Regular readers will be aware that I have raised the subject of the ‘AmericaniZation‘ of our language before. E.g. https://eduvel.wordpress.com/2009/11/16/americanization/. There’s also a tendency towards misunderstanding between our cultures: e.g. https://eduvel.wordpress.com/2010/05/19/people-are-rude/ which was written after several years of trans-Atlantic comments on a YouTube posting.
Roger Elmore [email@example.com] has kindly offered a considered response to the matter. We would both welcome your comments to this special Guest Post.

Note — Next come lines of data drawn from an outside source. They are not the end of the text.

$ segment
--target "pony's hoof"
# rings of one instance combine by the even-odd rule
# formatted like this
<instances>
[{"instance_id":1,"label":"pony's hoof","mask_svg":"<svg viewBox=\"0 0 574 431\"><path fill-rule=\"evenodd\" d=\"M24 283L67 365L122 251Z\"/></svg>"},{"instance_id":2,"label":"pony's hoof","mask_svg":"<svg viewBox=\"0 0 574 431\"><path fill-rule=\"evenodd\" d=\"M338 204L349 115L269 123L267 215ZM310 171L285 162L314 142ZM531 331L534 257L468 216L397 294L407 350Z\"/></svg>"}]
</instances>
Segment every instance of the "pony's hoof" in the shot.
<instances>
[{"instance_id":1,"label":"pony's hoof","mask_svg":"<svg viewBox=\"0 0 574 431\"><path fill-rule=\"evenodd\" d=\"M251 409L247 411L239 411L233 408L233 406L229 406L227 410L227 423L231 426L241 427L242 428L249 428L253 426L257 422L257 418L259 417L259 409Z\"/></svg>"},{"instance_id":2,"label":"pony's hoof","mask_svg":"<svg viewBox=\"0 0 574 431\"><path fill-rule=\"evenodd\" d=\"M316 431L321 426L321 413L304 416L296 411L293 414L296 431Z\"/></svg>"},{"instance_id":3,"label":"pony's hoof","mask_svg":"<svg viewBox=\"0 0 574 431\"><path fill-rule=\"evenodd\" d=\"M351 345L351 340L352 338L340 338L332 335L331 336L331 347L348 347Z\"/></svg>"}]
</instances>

Oceans Apart: American and British English and the Importance of Knowing the Difference
Whether we like it or not, English is a fractured language, and the deepest fault line is the Atlantic Ocean. As any American who has visited England knows, we Americans speak a completely different language than our English brethren do.
Of course, America’s relentless cultural imperialism has served in many ways to dilute the distinctiveness of British English, much to the chagrin of many residing in the UK. Matthew Engle, in a Daily Mail article published earlier this year, made his disappointment about America’s invading Americanisms clear, and reader responses demonstrated resounding agreement.
Although we could argue all day long about which English is superior, we Americans must acknowledge and respect the fact that American English isn’t the only one in existence. In our increasingly globaliz(s?)ed world, we should become more familiar with the differences in language before either engaging in business with UK partners, creating software programs that may be consumed by Britons, or simply going on holiday to England.
Engel does concede in his article that language usage inevitably expands and contracts, but our American cultural hegemony has expanded to a degree that is unfair. This is especially true of software and online or mobile applications. Engel notes:
“We have to be realistic: languages grow. The success of English comes from its adaptability and the British have been borrowing words from America for at least two centuries…But the process gathered speed with the arrival of cinema and television in the 20th Century. And in the 21st it seems unstoppable. The U.S.-dominated computer industry, with its ‘licenses’, ‘colors’ and ‘favorites’ is one culprit. That ties in with mobile phones that keep ‘dialing’ numbers that are always ‘busy'”
To American ears, Engel’s grievances may sound more like the grumblings of a language snob, but we can’t forget that being ignorant of the differences between American and British usage of English can have very real consequences for certain people. For example, eLearning students in the UK, especially those with learning disabilities like dyslexia, are unfairly marginalized when they must use American software that requires learners to spell words in American English or that uses phrases and expressions with which an English learner would be unfamiliar.
For Americans who would like to become better acquainted with British usage, grammar, and spelling, there are various sources on the Internet from which to find out more. Wikipedia gives a fairly comprehensive overview, and an additional Engel article notes more Americanisms that have “snuck” into British usage.
Above all, if both Americans and Britons alike educate themselves about the differences–not just in language usage but in terms of culture, too–between us, we can avoid misunderstandings and celebrate what makes our common but diverse mother tongue so unique.